Au CHU de Lille une assistante sociale reçoit les patients pour les aider à devenir des assurés sociaux. « On peut en effet opter pour cette solution, explique Lise Selleret. Mais il faut prendre en compte l’âge de la femme, les résultats de ses dosages. Quand il y a urgence, on n’a pas le temps d’attendre la régularisation et il vaut mieux que le couple paie. Et quoi qu’il en soit, il faut toujours rappeler aux couples les taux de réussite.»
Derrière les choix des équipes, des situations parfois douloureuses
Il est étonnant de voir que des hôpitaux accueillant des populations similaires, comme Bichat et Tenon, ont néanmoins mis en place des procédures différentes. Le premier n’accepte plus les patients sous AME, le second les reçoit, et les fait payer. « Les équipes se prononcent en fonction des situations auxquelles elles ont pu être confrontées, expose Lise Selleret.

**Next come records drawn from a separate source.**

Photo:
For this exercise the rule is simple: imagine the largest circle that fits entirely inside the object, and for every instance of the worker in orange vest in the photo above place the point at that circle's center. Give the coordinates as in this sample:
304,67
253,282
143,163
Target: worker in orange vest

Par exemple, l’histoire de cette femme enceinte de jumeaux après un traitement mais qui vivait en hôtel social et qui a eu la gale. D’un point de vue médical la prise en charge n’a peut-être pas été optimale. Ou le cas de ce couple asiatique tellement endetté par les traitements que son enfant a fini par être placé. » Certaines équipes vont avoir le sentiment d’avoir envoyé des couples dans la spirale du surendettement ou d’en avoir poussé certains vers les mafias. D’autres pensent que ça ne les regarde pas et que les couples sont des adultes responsables de ce qu’ils font.
Chaque équipe se prononce donc selon son expérience et ses convictions. Contrairement à la procédure d’adoption, aucun agrément à dimension socio-économique ou psychologique n’est exigé pour les couples qui suivent un parcours de PMA et il est difficile de prendre en compte l’intérêt d’un enfant qui n’existe pas encore.